In grapevines, the most thoroughly characterised inducible defence reactions to pathogenic fungi (apart from the accumulation of phytoalexins discussed above) are the synthesis of PR (pathogenesis-related) proteins [10]. It is well known that plant immunity also involves the overexpression of PR proteins. Some of them include chitinases responsible for chitin degradation [14] and have been described to be regulated by SA (like PR1) [38]. In this research study, we analysed the expression of the PR6 pathogenesis protein-related gene. Despite genes PR6 and CHV5 being proven to be overexpressed in both symptomatic leaves, the values were significantly stronger in untreated plants than in chitosan-treated plants. An enhancement of PR1 and PR5 gene expressions induced by the chitosan treatment was identified in other pathosystems such as kiwifruit plants inoculated with Pseudomonas syringae pv. Actinidiae [39]. In contrast to our results, the authors found that the combination of a chitosan treatment and the bacterial inoculum had the greatest effect on PR protein synthesis [39]. With regards to the GTD pathosystem, few studies have also reported upregulation of PR6 in symptomatic leaves after inoculation with D. seriata and N. parvum [40] as well as in open-field Esca-symptoms expression [21] in a Tempranillo cultivar.
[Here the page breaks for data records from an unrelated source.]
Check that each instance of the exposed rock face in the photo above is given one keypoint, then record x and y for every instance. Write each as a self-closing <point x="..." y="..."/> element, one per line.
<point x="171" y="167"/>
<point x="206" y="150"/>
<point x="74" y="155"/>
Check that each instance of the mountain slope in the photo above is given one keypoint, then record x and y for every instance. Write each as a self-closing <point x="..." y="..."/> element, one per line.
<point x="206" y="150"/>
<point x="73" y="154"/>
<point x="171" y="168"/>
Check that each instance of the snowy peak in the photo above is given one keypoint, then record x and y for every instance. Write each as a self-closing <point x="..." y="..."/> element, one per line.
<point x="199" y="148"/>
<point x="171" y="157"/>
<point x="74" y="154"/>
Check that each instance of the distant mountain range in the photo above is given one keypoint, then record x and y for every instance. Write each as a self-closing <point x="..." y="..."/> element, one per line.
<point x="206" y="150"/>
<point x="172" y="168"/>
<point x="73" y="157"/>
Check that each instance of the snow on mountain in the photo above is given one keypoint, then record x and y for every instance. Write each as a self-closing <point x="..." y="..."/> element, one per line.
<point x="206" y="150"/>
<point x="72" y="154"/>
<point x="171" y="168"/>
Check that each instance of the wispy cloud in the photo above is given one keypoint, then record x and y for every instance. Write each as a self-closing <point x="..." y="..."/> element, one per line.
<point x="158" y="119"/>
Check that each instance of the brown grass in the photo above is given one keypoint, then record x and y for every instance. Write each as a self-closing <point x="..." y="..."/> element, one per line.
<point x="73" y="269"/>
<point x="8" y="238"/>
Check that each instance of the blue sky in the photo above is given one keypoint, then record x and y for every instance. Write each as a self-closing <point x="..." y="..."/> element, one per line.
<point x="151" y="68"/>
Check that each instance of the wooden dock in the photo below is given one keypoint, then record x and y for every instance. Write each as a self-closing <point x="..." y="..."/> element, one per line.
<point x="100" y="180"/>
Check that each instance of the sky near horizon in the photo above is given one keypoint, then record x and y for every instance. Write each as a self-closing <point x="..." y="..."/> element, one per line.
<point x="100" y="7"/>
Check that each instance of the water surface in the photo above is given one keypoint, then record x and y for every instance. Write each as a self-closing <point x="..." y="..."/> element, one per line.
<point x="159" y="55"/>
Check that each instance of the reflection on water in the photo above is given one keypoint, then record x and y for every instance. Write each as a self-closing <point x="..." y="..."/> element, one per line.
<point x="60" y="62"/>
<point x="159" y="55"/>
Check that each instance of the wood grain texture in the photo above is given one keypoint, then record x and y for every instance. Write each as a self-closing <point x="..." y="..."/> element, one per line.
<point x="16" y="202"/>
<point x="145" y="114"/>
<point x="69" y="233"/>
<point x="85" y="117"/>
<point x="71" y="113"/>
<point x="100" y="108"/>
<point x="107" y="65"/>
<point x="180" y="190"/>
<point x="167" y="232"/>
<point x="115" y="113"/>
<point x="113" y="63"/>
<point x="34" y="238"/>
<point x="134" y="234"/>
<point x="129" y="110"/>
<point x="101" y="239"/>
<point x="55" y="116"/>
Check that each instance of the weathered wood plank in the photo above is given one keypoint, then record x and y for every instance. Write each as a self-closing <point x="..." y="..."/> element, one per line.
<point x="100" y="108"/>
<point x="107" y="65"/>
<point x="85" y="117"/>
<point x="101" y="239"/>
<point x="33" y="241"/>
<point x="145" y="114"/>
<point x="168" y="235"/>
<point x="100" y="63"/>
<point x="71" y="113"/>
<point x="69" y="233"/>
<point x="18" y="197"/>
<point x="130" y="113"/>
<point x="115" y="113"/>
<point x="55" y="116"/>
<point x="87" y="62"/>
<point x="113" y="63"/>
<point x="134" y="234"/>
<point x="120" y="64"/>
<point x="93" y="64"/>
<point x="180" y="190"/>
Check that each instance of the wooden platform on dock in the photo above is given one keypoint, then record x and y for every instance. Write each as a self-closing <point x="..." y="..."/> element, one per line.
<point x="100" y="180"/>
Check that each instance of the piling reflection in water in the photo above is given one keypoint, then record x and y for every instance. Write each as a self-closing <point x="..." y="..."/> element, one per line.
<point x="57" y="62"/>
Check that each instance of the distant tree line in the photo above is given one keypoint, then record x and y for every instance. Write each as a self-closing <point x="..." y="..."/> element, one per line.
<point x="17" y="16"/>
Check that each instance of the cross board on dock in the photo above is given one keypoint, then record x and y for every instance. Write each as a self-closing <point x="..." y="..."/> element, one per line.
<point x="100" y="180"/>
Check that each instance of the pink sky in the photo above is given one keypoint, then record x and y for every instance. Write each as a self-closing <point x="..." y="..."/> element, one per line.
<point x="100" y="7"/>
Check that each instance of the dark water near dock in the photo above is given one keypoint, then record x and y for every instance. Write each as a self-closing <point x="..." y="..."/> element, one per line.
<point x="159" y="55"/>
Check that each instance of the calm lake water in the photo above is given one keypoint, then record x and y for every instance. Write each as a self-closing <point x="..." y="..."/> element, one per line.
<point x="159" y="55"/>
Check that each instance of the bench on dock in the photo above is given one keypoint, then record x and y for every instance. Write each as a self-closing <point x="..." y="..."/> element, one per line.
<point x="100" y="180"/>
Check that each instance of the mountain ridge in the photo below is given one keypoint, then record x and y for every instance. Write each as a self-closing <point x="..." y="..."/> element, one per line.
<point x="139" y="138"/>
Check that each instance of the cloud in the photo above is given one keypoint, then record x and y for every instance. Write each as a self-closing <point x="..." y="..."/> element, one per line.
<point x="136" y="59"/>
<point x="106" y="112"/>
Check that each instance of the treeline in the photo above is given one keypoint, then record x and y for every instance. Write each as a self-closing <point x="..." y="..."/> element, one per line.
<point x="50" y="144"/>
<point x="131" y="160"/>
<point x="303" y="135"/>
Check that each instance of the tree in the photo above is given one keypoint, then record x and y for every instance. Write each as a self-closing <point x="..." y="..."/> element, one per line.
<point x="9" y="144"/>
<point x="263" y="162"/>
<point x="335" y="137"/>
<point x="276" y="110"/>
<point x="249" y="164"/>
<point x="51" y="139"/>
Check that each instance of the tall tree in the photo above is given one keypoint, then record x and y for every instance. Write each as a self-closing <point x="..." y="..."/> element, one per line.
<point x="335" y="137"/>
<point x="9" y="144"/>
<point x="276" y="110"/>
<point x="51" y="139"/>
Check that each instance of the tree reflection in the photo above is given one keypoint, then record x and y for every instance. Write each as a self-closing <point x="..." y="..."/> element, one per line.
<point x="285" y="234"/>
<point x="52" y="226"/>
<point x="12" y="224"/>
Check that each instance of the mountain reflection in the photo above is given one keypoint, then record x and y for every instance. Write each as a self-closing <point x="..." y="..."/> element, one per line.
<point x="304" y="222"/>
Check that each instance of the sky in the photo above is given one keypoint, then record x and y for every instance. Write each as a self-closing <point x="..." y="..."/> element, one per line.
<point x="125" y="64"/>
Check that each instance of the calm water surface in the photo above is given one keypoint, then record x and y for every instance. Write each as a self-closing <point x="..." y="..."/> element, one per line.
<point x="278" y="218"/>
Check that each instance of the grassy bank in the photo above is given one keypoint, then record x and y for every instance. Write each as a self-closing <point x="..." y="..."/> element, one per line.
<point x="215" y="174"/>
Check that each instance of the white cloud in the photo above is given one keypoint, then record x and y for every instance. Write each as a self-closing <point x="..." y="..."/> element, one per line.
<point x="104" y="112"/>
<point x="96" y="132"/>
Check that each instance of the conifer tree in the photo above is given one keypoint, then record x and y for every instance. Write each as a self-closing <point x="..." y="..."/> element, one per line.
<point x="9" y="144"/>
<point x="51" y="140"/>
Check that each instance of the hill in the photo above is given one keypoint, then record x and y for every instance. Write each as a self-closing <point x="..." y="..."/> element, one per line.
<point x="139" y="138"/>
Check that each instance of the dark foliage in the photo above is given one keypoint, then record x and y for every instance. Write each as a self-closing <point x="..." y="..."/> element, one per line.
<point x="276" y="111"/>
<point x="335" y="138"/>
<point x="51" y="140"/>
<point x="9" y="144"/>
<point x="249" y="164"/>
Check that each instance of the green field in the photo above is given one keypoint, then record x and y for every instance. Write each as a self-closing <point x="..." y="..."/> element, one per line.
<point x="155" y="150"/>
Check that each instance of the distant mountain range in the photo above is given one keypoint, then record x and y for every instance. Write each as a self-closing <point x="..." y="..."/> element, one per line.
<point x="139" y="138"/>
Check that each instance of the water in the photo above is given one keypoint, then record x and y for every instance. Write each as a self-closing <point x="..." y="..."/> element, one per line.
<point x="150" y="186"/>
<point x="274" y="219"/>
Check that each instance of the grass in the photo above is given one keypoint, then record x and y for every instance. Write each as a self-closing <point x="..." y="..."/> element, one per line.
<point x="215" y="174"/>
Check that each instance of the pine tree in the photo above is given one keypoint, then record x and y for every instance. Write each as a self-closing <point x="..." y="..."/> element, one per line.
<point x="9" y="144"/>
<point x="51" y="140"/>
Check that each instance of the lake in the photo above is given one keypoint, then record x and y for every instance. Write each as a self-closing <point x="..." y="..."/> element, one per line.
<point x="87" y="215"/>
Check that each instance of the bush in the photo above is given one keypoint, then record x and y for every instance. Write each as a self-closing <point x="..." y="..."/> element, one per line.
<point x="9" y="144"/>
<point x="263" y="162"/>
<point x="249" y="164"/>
A positive effect of chitosan hydrochloride has been reported in this research study. New knowledge about the impact of chitosan on the complex of host-GTD pathogens in grapevines has been described. Very recently, new formulations based on encapsulation, nanoparticles, and nanocarriers of chitosan, but also other bioactive natural products or BCAs, have been developed [12,20,40,41]. Application limitations have been reported, for example: (i) the need for multiyear and multilocation tests in an open-field scenario or (ii) the optimisation of the endotherapy procedure for application, as it is time consuming and may damage the plant [41]. Another interesting aspect, especially to help regulation of new PPPs based on chitosan for grapevines, is to adequately determine the most appropriate chitosan product in terms of MW or DA, as well as its origin. Future research may also consider the control impact of several pests and diseases affecting grapevines, i.e., at least for the downy mildew disease, in a more holistic and realistic scenario. For example, a recent study presented a differing commercial formulation from chitosan hydrochloride (1%) (CHIT) among the four products with a clear preventive protection role against downy mildew, which resulted from a toxic component against the oomycete Plasmopara viticola, though the author recommended field experiments for its validation as PPP [9]. Moreover, a very recent review presented multiple possibilities for chitosan application on grapevines, not only to prevent and combat the main diseases but also to improve wine quality [17].

5. Conclusions

Chitosan and chitosan-based formulated products have been the object of study for several years in the context of the protection of crops against diseases affecting grapevines. In grapevines, the most prevalent diseases are downy and powdery mildew, and also GTDs. GTDs are complex diseases relating to a complex of woody pathogens. In this study, the trials carried out in greenhouse and open-field scenarios showed interesting results for the management of GTDs by the application of chitosan hypochloride, either on the soil or on the leaves. The main findings showed various potential effects, both on pathogens by fungistatic action and on the plants by changing leaf–vine physiology and inducing some plant defence responses. The next step would ideally be to carry out a more indepth study that is notably focused on other GTD pathogens, with vineyard trials at a minimum of three years related to the sporadic expression of foliar symptoms over the years, and finally to evaluate the potential use of chitosan combined with other available treatments for the managing of GTDs such as trunk cleaning or the Trichoderma spp. application.